The possibility for real improvement lies in bringing these two elements together. Research findings cannot determine practice because the results do not always take account of the endemic features of practice, and they will not have impact if they are inconsistent with how most practitioners see their work or with the social organization of schools. On the other hand, practical experience alone is not sufficiently trustworthy either, because it plays on human tendencies to favor what we like or what suits us ahead of what can be shown empirically to be true.
At present, no education system has anything like an organized system of this kind that brings together research evidence and practitioner knowledge in a way that privileges neither but forces each to be tested against the other in a way that is most likely to advance knowledge. Indeed, it is not even clear what such a system would look like if it were to be meaningful on the scale of a state or national education system. It would surely involve very different approaches to research than currently exist in most universities or other research institutions.
But the generation of valid and reliable knowledge, difficult as it is, is only a first step. The more important and difficult task is to have that knowledge become the norm for everyday practice. We know from history that practices in many fields spread very slowly even when they have strong empirical support. In education the mechanisms for learning from evidence are also weak. Few school systems have any organized system for learning about, sharing, and applying research findings in a methodical way. Teaching as a profession does not have the equivalent of, say, clinical guidelines that are designed to shape practice in health care.
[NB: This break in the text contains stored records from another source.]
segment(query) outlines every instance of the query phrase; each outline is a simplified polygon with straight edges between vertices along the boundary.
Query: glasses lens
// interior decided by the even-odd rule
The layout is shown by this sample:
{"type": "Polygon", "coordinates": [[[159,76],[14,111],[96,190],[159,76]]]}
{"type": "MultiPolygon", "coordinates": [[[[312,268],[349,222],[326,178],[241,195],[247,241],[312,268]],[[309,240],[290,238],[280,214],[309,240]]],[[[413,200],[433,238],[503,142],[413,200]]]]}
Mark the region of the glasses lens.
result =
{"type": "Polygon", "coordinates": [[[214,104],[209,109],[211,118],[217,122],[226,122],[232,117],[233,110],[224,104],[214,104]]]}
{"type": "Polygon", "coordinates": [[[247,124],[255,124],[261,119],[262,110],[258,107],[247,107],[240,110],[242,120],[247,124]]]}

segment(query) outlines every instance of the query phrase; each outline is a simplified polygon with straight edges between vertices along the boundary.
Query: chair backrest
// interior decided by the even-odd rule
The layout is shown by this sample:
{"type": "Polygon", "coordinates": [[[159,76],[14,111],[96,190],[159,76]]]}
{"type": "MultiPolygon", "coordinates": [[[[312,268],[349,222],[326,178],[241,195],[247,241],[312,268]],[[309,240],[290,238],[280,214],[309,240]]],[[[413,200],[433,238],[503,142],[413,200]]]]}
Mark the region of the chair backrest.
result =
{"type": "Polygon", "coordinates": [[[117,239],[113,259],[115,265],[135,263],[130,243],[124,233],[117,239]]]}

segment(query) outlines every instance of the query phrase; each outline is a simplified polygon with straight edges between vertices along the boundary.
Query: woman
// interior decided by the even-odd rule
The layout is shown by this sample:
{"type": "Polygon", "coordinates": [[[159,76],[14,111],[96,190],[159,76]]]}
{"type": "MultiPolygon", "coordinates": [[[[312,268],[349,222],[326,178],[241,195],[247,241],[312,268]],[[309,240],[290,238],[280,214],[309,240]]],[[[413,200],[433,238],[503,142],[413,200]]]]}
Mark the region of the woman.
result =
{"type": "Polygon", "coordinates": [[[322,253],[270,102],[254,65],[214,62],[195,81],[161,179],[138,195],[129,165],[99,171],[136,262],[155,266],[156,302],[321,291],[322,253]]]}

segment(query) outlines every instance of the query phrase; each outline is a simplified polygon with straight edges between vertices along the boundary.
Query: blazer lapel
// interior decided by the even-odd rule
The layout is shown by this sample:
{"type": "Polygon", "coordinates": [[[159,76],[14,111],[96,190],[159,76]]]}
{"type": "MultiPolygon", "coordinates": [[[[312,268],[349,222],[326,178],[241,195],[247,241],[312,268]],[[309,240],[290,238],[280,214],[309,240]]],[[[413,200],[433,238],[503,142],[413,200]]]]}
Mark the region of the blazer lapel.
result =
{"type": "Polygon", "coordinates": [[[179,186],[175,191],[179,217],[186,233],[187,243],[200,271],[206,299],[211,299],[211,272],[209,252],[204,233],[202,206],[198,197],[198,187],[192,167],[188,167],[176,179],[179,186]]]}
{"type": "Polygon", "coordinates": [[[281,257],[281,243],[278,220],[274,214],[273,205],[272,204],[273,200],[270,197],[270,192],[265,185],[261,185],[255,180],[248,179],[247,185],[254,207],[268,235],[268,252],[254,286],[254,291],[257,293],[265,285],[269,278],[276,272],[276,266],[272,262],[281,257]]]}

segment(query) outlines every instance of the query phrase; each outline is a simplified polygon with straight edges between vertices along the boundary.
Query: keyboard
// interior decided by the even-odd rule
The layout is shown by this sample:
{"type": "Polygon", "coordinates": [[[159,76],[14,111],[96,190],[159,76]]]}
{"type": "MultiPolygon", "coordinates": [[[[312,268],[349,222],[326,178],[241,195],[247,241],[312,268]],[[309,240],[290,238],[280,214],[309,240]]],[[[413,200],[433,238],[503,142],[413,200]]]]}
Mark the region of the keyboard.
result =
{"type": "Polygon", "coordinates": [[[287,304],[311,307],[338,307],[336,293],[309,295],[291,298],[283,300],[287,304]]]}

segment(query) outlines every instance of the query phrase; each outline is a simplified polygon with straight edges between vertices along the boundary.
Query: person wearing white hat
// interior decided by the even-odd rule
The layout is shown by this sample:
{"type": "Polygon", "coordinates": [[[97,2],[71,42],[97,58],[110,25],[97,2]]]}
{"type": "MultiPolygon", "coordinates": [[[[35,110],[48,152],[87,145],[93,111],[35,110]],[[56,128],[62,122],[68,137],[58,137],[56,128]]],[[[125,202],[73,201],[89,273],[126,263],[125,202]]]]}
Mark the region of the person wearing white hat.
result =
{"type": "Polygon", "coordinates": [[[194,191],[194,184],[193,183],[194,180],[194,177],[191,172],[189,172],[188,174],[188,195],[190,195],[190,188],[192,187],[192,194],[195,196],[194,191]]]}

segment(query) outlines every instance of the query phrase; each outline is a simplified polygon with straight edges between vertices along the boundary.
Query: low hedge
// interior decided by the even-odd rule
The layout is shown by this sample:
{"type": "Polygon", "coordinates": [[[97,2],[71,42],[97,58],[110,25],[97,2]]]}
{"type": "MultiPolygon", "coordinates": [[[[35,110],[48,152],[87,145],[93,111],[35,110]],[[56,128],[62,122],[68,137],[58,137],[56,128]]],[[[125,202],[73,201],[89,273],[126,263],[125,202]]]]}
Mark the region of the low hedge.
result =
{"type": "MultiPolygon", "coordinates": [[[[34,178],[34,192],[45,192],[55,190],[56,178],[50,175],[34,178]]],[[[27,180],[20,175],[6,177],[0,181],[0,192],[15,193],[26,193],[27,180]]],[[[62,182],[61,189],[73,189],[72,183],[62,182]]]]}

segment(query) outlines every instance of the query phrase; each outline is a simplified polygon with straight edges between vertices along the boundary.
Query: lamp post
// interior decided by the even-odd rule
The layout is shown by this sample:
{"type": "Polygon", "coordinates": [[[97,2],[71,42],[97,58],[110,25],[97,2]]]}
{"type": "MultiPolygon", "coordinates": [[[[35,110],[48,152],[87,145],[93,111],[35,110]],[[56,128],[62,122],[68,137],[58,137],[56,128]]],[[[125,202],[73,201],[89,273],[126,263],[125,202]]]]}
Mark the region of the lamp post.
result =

Yet the benefits of moving in this direction are evident. If teaching is a matter of what any teacher decides to do, then it becomes vulnerable to whatever practices an external body, such as a legislature, wants to impose. It is only when a profession can demonstrate that its practices are well grounded in evidence that it can have any grounds to resist the imposition of others’ ideas. In this sense, teachers’ autonomy actually rests on their embrace of a model of professionalism in which teachers use evidence to define and shape their collective practice. Since the results of such efforts will also be better for students – by definition, since they rest on the best evidence of effectiveness – this is clearly the direction in which we should be trying to move. If teachers, teacher organizations and researchers work together on this goal, we could see very large improvements not only in student outcomes, but in teacher efficacy and satisfaction. Teaching would then be able to think of itself as a true profession.
Campbell, J. (1972). Myths to live by. New York: Penguin.

Hattie, J.A.C. (2008). Visible learning: A synthesis of meta-analyses relating to achievement. London and New York : Routledge.

Levin, B. (2010). Can education be a research-based profession? The Australian Educational Leader, 32(2), 21-23.
Levin, B. (2010). Leadership for evidence-informed education. School Leadership and Management, 30(4), 303-315.